Having too many or too few fat cells affects the amount of estrogen in the body, which which in turn affects fertility.
Here’s the good news. Simply achieving an ideal weight can help greatly with fertility, and once pregnant can help to achieve a healthy pregnancy. For overweight ladies, losing just 5% to 10% of total body weight can dramatically improve ovulation and pregnancy rates.
Male fertility is also affected by being overweight, as they tend to have lower testosterone and increased estrogen levels, which affects sperm production.
Polycystic Ovary Syndrome affects as many as 10% of women. 75% of women diagnosed with PCOS are thought to have problems with infertility.
Symptoms of PCOS include: irregular, heavy, or no periods; acne; and excessive hair growth on the face and body (hirsutism), unexplained fatigue; low blood sugar (hypoglycemia) after meals; lightheadedness; sweating; intense carbohydrate cravings; mood swings; hot flushes; recurrent spontaneous miscarriages.
While being overweight often is common in women with PCOS, you can be of normal weight and still have it.
A healthy eating plan for PCOS includes lowering carbohydrate intake, choosing low glycaemic index foods, having a good intake of healthier protein foods, and adjusting the types of fat in the diet.
Women involved in competitive sports (and those who just exercise a lot) sometimes reduce their body fat so much that they stop menstruating. Strenuous exercise, low body weight, and body fat are related to reproductive problems, including infertility. Regular exercise is important for good health and can improve or control many conditions that lead to infertility, including overweight, emotional stress, and PCOS. However, if you take exercise to the extreme and are having trouble conceiving, you may need to slow down.
Celiac disease is an autoimmune disease that prevents people from properly digesting gluten, a protein found in wheat, rye, and barley. Research suggests there’s a higher rate of undiagnosed coeliac disease in women having trouble conceiving.
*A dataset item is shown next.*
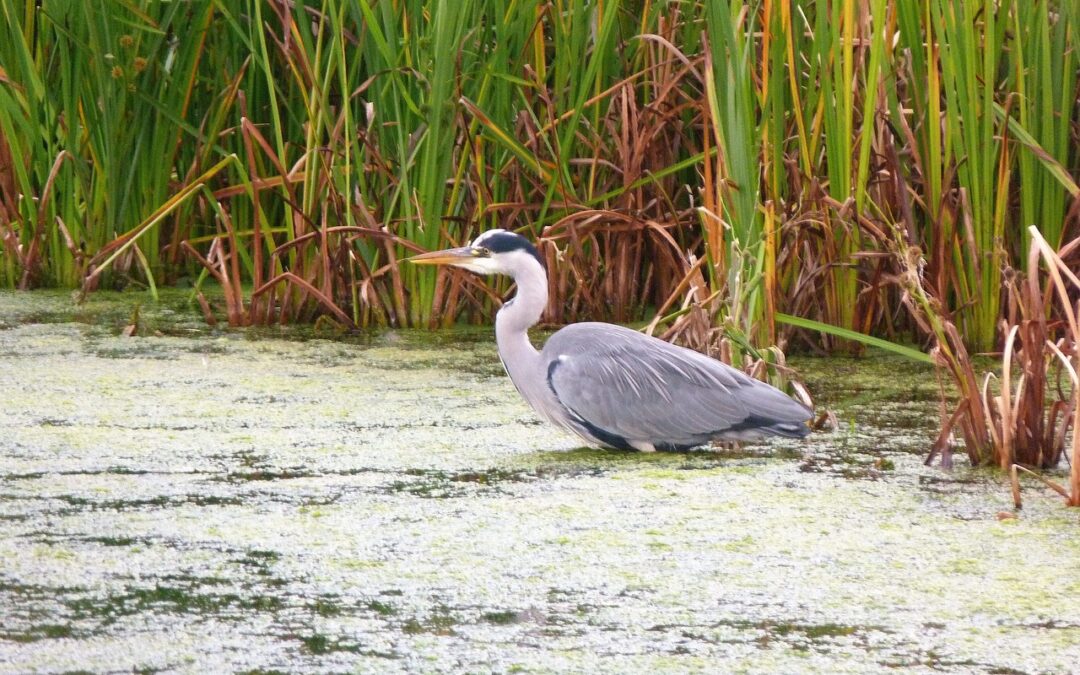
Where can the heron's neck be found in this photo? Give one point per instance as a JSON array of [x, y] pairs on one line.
[[513, 321]]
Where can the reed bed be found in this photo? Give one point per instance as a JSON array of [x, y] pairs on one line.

Untreated coeliac disease also may be associated with recurrent miscarriage and other pregnancy problems such as low birthweight.
Oxidative Stress and Antioxidants
Antioxidants play an important role in your fertility.
Free radicals can damage the reproductive system and have been correlated with problems of sperm motility, sperm number, and DNA damage in sperm. Free radicals can affect virtually every step in the reproductive process, from egg maturation to pregnancy.
Foods rich in antioxidants should be included in your pre conception and pregnancy diet.
• Fruits: blackberries, red currants, raspberries, strawberries, blueberries, oranges, pineapple, plums, and pomegranates
• Vegetables: spinach, red peppers, red cabbage, peas, black and green olives, , asparagus, broccoli, artichokes, onions, carrots
• Spices: clove, allspice, mint, sage, thyme, nutmeg, rosemary, saffron, tarragon, oregano, ginger, cinnamon, natural cocoa
• Drinks: coffee, and green and black teas also contain antioxidants but should be consumed in moderation
• Nuts, seeds, and grains: walnuts, pecans, sunflower seeds, pumpkin seeds, peanuts, pistachios, buckwheat, quinoa, basmati rice
Fertility treatment can be expensive and emotionally exhausting. Before embarking on the process, it could be wise for women and men trying to conceive to assess their diets and make approprite changes. Registered Dietitians are perfectly placed to help with this.